Project: doc-warden

Doc-Warden is an internal project created by the Azure SDK Team. It is intended to be used by CI Builds to ensure that documentation standards are met. See readme for more details.

Project Details

Latest version
0.7.2
Home Page
https://github.com/Azure/azure-sdk-tools/
PyPI Page
https://pypi.org/project/doc-warden/

Project Popularity

PageRank
0.006435826303365408
Number of downloads
90179

Doc Warden Build Status

Every CI build owned by the Azure-SDK team also needs to verify that the documentation within the target repo meets a set of standards.
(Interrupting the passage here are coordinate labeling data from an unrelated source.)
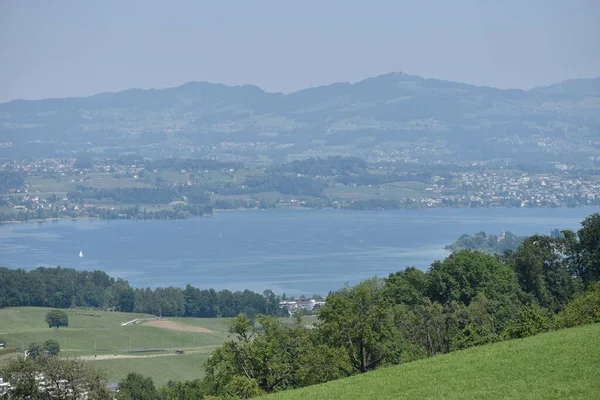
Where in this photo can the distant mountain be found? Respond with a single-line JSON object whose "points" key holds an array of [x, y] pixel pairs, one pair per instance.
{"points": [[389, 117]]}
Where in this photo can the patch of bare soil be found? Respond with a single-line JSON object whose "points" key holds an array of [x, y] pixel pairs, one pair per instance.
{"points": [[166, 324]]}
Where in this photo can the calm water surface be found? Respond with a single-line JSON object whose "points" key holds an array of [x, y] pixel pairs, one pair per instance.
{"points": [[291, 251]]}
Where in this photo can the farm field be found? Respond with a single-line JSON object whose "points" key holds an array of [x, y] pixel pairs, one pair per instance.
{"points": [[148, 347], [557, 365]]}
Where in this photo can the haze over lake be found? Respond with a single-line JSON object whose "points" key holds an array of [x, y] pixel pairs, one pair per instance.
{"points": [[291, 251]]}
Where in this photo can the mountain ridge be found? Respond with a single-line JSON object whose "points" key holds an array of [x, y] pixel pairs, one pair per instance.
{"points": [[595, 80], [406, 117]]}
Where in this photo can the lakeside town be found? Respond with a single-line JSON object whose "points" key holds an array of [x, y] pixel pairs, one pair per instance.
{"points": [[77, 188]]}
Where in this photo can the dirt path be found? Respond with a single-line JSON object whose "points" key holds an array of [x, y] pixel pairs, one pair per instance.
{"points": [[166, 324], [122, 356]]}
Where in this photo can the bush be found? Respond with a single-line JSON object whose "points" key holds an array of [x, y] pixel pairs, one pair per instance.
{"points": [[584, 309], [530, 320]]}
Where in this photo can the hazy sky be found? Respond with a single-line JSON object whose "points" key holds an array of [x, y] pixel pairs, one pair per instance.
{"points": [[72, 48]]}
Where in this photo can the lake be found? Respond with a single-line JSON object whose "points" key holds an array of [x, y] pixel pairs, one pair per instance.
{"points": [[291, 251]]}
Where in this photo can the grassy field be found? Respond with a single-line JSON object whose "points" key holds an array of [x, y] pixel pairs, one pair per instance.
{"points": [[160, 369], [396, 190], [559, 365], [99, 333]]}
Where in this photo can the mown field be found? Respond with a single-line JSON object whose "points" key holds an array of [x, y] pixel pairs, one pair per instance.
{"points": [[98, 335], [559, 365]]}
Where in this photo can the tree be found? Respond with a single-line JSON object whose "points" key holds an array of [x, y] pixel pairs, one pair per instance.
{"points": [[137, 387], [542, 271], [467, 274], [271, 358], [51, 347], [587, 258], [531, 320], [63, 379], [34, 350], [57, 318], [584, 309], [359, 320]]}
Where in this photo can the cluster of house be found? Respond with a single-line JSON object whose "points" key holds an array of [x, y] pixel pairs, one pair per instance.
{"points": [[303, 304]]}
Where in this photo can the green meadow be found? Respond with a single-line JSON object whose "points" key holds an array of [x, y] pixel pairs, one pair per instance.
{"points": [[100, 333]]}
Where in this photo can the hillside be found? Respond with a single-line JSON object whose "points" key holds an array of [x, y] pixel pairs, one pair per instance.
{"points": [[98, 336], [556, 365], [389, 117]]}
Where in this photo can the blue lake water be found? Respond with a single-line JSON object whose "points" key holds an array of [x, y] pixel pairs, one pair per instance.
{"points": [[291, 251]]}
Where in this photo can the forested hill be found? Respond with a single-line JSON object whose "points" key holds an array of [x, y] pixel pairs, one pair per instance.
{"points": [[494, 244], [392, 116]]}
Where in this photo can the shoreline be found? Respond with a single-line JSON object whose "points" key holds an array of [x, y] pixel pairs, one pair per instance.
{"points": [[241, 209]]}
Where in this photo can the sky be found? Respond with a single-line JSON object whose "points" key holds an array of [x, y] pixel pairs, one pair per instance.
{"points": [[77, 48]]}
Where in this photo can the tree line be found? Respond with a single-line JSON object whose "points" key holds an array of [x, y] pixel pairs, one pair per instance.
{"points": [[65, 288]]}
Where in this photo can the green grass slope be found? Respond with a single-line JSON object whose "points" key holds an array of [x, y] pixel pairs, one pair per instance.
{"points": [[100, 333], [559, 365]]}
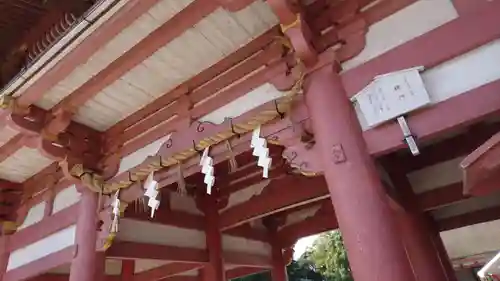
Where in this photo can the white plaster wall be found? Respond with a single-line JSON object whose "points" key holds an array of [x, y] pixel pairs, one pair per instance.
{"points": [[435, 176], [140, 155], [35, 215], [48, 245], [403, 26], [65, 198], [262, 94], [459, 75], [472, 240]]}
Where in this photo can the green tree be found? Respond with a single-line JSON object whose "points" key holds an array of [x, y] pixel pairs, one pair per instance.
{"points": [[329, 257], [297, 271]]}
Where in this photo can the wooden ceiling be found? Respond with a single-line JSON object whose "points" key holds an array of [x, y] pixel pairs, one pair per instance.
{"points": [[23, 23]]}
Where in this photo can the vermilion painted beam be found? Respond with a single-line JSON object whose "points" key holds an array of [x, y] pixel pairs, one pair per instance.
{"points": [[10, 147], [52, 224], [169, 217], [81, 53], [161, 36], [189, 221], [441, 196], [128, 270], [449, 148], [160, 105], [165, 271], [42, 265], [471, 218], [134, 250], [128, 250], [277, 196], [64, 277], [239, 272]]}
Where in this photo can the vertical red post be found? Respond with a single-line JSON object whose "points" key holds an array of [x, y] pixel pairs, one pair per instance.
{"points": [[372, 239], [100, 268], [417, 239], [214, 270], [4, 255], [84, 264], [278, 271], [128, 270], [445, 261]]}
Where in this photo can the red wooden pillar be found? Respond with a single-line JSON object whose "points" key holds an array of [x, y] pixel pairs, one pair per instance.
{"points": [[84, 264], [373, 242], [128, 270], [278, 271], [4, 255], [100, 268], [417, 239], [214, 270], [445, 261], [279, 262]]}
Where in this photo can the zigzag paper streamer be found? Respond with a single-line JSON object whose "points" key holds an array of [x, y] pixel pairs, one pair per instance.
{"points": [[151, 187], [207, 168], [260, 150]]}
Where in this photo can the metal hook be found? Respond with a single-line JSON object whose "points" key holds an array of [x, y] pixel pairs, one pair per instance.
{"points": [[238, 135], [281, 114], [195, 149], [130, 178], [161, 163]]}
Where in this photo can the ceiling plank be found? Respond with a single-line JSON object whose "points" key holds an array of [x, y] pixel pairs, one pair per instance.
{"points": [[279, 195]]}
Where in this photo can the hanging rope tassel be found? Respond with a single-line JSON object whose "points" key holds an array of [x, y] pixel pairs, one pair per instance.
{"points": [[207, 169], [181, 182], [116, 213], [233, 165]]}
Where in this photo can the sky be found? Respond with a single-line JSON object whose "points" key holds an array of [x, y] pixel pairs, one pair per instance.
{"points": [[302, 244]]}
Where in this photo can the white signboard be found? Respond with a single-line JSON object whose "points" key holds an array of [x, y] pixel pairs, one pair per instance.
{"points": [[392, 95]]}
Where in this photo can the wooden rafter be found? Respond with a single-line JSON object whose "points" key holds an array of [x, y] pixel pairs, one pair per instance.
{"points": [[277, 196]]}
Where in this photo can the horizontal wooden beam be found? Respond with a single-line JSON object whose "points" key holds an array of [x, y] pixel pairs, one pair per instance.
{"points": [[168, 217], [125, 16], [449, 36], [65, 277], [240, 272], [161, 36], [50, 225], [471, 218], [165, 271], [449, 148], [11, 146], [279, 195], [135, 250], [442, 196], [128, 250]]}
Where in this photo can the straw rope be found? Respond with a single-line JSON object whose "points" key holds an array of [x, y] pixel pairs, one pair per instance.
{"points": [[95, 182]]}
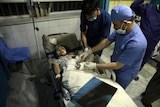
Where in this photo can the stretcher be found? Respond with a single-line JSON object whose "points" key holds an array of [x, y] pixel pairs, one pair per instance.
{"points": [[91, 88]]}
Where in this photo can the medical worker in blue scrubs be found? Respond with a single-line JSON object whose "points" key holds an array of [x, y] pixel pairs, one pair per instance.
{"points": [[149, 23], [95, 24], [129, 49]]}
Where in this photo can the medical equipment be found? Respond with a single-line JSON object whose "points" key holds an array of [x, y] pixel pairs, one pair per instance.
{"points": [[75, 80]]}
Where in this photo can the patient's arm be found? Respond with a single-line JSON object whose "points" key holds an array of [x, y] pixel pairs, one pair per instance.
{"points": [[57, 70]]}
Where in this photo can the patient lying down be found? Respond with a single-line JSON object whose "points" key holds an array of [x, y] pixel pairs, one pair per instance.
{"points": [[65, 62]]}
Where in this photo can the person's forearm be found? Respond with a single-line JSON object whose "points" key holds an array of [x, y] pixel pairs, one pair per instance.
{"points": [[103, 44], [112, 65], [84, 39]]}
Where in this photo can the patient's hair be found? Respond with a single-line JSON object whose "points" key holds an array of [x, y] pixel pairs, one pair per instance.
{"points": [[88, 6]]}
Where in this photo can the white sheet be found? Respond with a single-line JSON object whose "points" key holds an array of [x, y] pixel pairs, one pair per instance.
{"points": [[75, 79]]}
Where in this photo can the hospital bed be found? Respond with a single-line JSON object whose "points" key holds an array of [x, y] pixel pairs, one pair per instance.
{"points": [[87, 88]]}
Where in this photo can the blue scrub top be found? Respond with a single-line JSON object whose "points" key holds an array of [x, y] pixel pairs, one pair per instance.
{"points": [[150, 19], [129, 49], [96, 30]]}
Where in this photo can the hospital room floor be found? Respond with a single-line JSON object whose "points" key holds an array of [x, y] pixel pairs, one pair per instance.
{"points": [[39, 92], [135, 89]]}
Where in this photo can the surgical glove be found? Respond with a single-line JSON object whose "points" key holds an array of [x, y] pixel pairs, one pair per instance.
{"points": [[90, 65], [86, 54]]}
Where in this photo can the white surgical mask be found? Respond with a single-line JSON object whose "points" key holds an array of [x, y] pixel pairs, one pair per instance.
{"points": [[92, 18], [121, 31]]}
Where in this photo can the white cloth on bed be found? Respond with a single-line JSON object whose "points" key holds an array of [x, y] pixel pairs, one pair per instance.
{"points": [[73, 80]]}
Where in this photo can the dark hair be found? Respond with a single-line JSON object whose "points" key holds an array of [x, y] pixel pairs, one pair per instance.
{"points": [[88, 6]]}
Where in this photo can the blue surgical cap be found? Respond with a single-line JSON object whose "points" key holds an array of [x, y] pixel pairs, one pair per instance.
{"points": [[121, 12]]}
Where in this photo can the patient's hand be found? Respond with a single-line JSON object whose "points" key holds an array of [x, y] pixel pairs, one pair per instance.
{"points": [[85, 55]]}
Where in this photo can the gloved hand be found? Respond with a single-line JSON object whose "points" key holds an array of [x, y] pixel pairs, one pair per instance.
{"points": [[86, 49], [90, 65], [86, 54]]}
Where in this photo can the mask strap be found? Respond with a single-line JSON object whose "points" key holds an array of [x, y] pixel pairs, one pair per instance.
{"points": [[158, 7]]}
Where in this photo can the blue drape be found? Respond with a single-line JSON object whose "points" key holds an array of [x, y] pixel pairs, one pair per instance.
{"points": [[4, 86], [104, 4], [154, 1]]}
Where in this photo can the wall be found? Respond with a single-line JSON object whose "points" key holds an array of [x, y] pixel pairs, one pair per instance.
{"points": [[23, 34]]}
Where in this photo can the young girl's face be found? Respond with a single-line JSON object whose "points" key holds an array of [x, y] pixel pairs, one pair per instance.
{"points": [[61, 51]]}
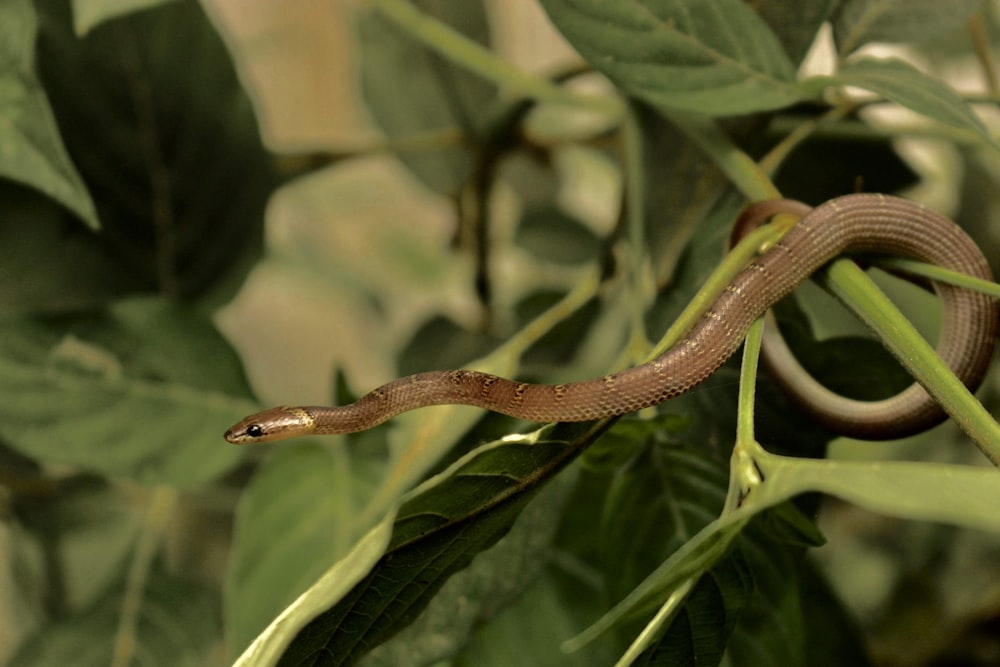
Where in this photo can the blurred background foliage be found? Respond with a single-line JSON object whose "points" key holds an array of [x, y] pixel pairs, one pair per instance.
{"points": [[210, 207]]}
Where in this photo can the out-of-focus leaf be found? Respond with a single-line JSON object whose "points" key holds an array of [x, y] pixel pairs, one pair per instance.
{"points": [[52, 263], [32, 151], [900, 82], [858, 22], [555, 236], [700, 632], [155, 119], [177, 627], [958, 495], [87, 14], [714, 57], [92, 524], [795, 23], [409, 89], [143, 391]]}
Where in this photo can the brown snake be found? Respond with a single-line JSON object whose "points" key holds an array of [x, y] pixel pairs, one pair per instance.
{"points": [[853, 223]]}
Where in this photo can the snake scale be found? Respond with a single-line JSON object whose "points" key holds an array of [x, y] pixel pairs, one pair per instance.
{"points": [[852, 223]]}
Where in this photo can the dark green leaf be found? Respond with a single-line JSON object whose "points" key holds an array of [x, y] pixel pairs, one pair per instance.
{"points": [[701, 631], [714, 57], [143, 391], [32, 151], [51, 262], [437, 533], [495, 579], [173, 160], [555, 236], [668, 494], [795, 23], [177, 626]]}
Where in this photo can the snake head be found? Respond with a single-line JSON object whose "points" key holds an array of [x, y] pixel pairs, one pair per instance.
{"points": [[270, 425]]}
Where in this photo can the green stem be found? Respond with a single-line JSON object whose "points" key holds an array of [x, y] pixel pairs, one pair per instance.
{"points": [[635, 194], [850, 284], [739, 167], [476, 58], [939, 274]]}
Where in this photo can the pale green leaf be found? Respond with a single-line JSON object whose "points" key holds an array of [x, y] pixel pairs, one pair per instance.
{"points": [[713, 57], [900, 82], [293, 521], [957, 495], [858, 22], [176, 626], [267, 649], [144, 391], [88, 14]]}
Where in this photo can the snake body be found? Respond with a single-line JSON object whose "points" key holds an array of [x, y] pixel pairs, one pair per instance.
{"points": [[853, 223]]}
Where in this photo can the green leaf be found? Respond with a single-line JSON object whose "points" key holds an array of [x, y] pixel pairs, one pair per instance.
{"points": [[495, 579], [712, 57], [859, 22], [94, 524], [900, 82], [32, 151], [88, 14], [555, 236], [52, 263], [436, 534], [668, 494], [177, 626], [958, 495], [411, 90], [701, 631], [174, 162], [294, 520], [143, 391]]}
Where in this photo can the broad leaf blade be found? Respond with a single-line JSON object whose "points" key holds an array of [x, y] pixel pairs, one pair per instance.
{"points": [[293, 520], [410, 90], [900, 82], [173, 161], [713, 57], [143, 391], [176, 627], [32, 151], [437, 533]]}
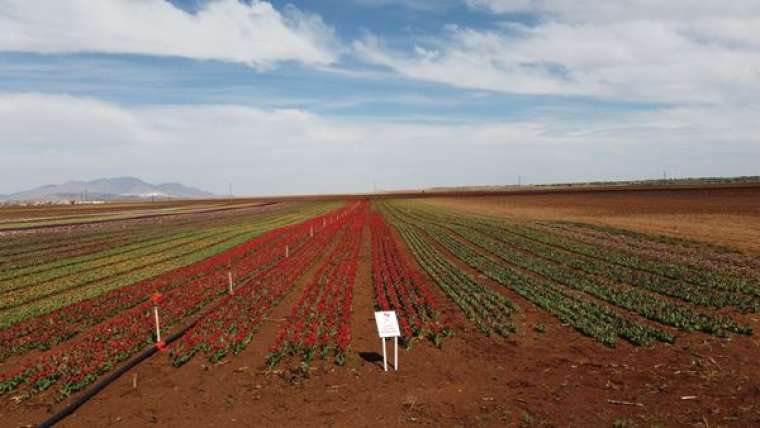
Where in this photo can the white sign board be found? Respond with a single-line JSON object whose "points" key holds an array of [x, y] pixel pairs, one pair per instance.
{"points": [[387, 324]]}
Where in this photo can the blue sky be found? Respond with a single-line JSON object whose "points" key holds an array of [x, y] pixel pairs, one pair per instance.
{"points": [[333, 96]]}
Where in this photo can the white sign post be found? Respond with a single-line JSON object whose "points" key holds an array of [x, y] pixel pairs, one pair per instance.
{"points": [[387, 326]]}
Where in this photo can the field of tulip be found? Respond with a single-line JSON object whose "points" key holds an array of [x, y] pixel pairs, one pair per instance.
{"points": [[399, 288], [74, 307], [29, 291], [319, 325], [604, 288], [109, 329]]}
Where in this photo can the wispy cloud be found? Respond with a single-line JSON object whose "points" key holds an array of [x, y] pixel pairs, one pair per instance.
{"points": [[253, 33], [49, 138], [680, 51]]}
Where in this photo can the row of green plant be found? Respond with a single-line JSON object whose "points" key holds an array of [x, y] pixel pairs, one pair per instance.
{"points": [[576, 310]]}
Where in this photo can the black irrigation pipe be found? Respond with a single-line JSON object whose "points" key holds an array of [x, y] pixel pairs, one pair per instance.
{"points": [[102, 383]]}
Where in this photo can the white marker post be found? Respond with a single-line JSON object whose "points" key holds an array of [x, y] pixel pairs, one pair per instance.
{"points": [[158, 326], [387, 326], [156, 299]]}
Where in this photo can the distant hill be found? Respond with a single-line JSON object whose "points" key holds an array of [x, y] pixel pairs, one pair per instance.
{"points": [[107, 189]]}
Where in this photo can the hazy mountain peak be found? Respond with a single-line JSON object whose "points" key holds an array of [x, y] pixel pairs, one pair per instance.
{"points": [[107, 189]]}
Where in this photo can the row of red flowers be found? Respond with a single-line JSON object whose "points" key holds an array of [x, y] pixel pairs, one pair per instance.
{"points": [[98, 349], [320, 323], [46, 331], [231, 326], [400, 288]]}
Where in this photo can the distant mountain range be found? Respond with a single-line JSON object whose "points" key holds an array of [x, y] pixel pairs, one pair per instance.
{"points": [[107, 189]]}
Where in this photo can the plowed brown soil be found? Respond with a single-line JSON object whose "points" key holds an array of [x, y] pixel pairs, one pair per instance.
{"points": [[728, 216]]}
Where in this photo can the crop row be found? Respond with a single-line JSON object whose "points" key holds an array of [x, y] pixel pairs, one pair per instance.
{"points": [[231, 326], [610, 263], [320, 323], [97, 350], [39, 272], [80, 291], [660, 310], [488, 310], [399, 288], [589, 318], [694, 267]]}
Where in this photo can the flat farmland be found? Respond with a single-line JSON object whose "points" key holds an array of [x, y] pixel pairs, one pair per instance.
{"points": [[545, 309], [724, 215]]}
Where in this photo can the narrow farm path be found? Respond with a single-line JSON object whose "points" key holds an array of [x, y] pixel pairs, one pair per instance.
{"points": [[365, 345]]}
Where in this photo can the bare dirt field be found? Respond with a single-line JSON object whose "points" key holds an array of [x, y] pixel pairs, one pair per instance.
{"points": [[722, 215]]}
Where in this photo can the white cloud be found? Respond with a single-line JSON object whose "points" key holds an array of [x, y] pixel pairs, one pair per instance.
{"points": [[255, 34], [47, 139], [622, 10], [679, 52]]}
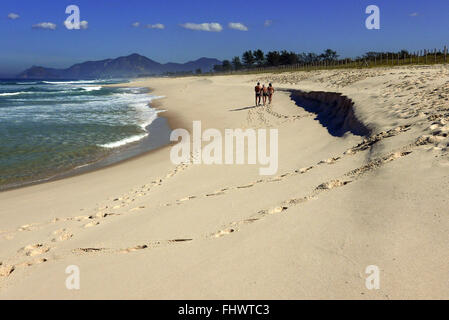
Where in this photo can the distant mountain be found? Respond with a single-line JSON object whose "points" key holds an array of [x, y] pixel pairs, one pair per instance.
{"points": [[124, 67]]}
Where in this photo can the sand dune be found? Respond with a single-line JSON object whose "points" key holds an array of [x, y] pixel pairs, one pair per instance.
{"points": [[362, 180]]}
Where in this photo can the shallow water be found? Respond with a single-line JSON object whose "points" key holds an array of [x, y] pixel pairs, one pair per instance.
{"points": [[51, 127]]}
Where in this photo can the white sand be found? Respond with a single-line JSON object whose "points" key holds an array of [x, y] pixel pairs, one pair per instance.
{"points": [[148, 229]]}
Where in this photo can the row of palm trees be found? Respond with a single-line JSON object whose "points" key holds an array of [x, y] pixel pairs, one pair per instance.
{"points": [[257, 58]]}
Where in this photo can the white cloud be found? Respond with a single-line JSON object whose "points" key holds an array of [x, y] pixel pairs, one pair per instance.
{"points": [[13, 16], [45, 25], [156, 26], [211, 27], [238, 26]]}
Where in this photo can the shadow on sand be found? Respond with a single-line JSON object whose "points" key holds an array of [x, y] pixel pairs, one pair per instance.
{"points": [[334, 111]]}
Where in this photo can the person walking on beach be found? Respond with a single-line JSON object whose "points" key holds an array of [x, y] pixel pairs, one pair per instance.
{"points": [[258, 90], [265, 94], [270, 93]]}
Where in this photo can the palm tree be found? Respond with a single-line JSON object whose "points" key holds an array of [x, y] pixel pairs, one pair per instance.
{"points": [[237, 63], [248, 58]]}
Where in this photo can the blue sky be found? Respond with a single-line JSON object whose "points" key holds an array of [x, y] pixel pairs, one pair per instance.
{"points": [[296, 25]]}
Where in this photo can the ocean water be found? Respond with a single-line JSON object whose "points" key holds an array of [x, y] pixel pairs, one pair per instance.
{"points": [[52, 127]]}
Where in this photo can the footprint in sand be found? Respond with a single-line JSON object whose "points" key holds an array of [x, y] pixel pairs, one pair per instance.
{"points": [[187, 198], [217, 193], [133, 249], [32, 263], [246, 186], [277, 210], [91, 224], [332, 184], [62, 235], [138, 208], [5, 271], [27, 227], [224, 233], [35, 250]]}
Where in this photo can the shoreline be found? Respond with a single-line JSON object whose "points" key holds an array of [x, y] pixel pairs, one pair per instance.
{"points": [[161, 125]]}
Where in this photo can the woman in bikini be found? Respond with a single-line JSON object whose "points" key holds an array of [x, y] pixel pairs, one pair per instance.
{"points": [[258, 91], [270, 93]]}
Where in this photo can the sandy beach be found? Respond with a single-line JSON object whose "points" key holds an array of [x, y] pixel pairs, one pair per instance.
{"points": [[363, 180]]}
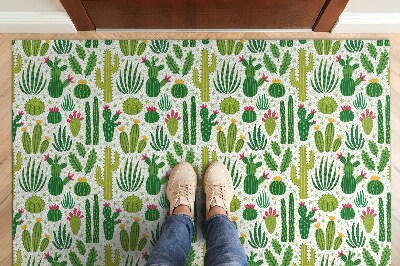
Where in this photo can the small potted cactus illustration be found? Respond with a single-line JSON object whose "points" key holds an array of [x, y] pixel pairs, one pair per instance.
{"points": [[152, 213], [151, 116], [375, 186], [269, 120], [207, 122], [82, 90], [54, 116], [270, 219], [110, 123], [249, 213], [368, 217], [172, 122], [74, 121], [367, 121], [347, 212], [74, 218], [54, 213], [276, 89], [346, 114], [82, 187], [110, 220], [249, 115]]}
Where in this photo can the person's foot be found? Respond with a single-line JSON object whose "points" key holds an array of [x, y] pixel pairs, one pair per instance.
{"points": [[218, 186], [181, 189]]}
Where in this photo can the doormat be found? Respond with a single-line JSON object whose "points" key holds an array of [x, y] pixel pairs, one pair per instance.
{"points": [[302, 125]]}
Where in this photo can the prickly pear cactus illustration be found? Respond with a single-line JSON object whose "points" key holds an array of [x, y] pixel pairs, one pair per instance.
{"points": [[303, 127]]}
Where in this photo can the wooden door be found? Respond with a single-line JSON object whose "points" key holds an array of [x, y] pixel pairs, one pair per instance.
{"points": [[319, 15]]}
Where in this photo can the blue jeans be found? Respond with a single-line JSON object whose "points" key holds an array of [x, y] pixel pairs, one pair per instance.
{"points": [[223, 245]]}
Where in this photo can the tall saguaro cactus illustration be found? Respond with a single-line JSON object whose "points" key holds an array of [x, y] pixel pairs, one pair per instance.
{"points": [[108, 70], [206, 69], [300, 177], [303, 68], [109, 167]]}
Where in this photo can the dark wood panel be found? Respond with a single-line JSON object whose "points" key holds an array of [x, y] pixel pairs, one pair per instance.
{"points": [[329, 15], [78, 15], [204, 14]]}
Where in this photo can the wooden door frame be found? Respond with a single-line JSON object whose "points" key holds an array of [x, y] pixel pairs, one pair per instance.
{"points": [[325, 22]]}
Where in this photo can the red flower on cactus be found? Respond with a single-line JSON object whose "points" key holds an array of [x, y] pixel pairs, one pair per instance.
{"points": [[265, 78], [54, 207], [46, 255], [347, 206], [362, 77], [172, 114], [369, 211], [74, 213], [70, 78], [152, 207], [249, 206], [151, 109], [367, 113], [363, 174], [269, 114], [271, 212], [75, 115], [266, 175], [54, 109], [70, 176]]}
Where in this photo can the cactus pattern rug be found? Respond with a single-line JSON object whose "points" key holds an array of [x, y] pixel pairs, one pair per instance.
{"points": [[303, 126]]}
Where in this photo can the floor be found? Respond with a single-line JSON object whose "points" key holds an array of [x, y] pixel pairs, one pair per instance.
{"points": [[5, 111]]}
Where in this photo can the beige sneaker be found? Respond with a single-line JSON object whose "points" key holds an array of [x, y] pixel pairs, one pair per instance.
{"points": [[181, 188], [218, 186]]}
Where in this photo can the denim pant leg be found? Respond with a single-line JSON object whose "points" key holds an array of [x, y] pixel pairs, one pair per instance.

Doc-warden is intended to ease the implementation of these checks in CI builds.

Features:

  • Enforces Readme Standards
    • Readmes present
    • Readmes have appropriate content
  • Enforces Changelog Standards
    • Changelogs Present
    • Changelogs contain entry and content for the latest package version
  • Generates report for included observed packages

This package is tested on Python 3.4 -> 3.8. This package went python3-only starting with 0.7.0.

Prerequisites

This package is intended to be run as part of a pipeline within Azure DevOps. As such, Python must be installed prior to attempting to install or use Doc-Warden. While pip comes pre-installed on most modern Python installs, if pip is an unrecognized command when attempting to install warden, run the following command after your Python installation is complete.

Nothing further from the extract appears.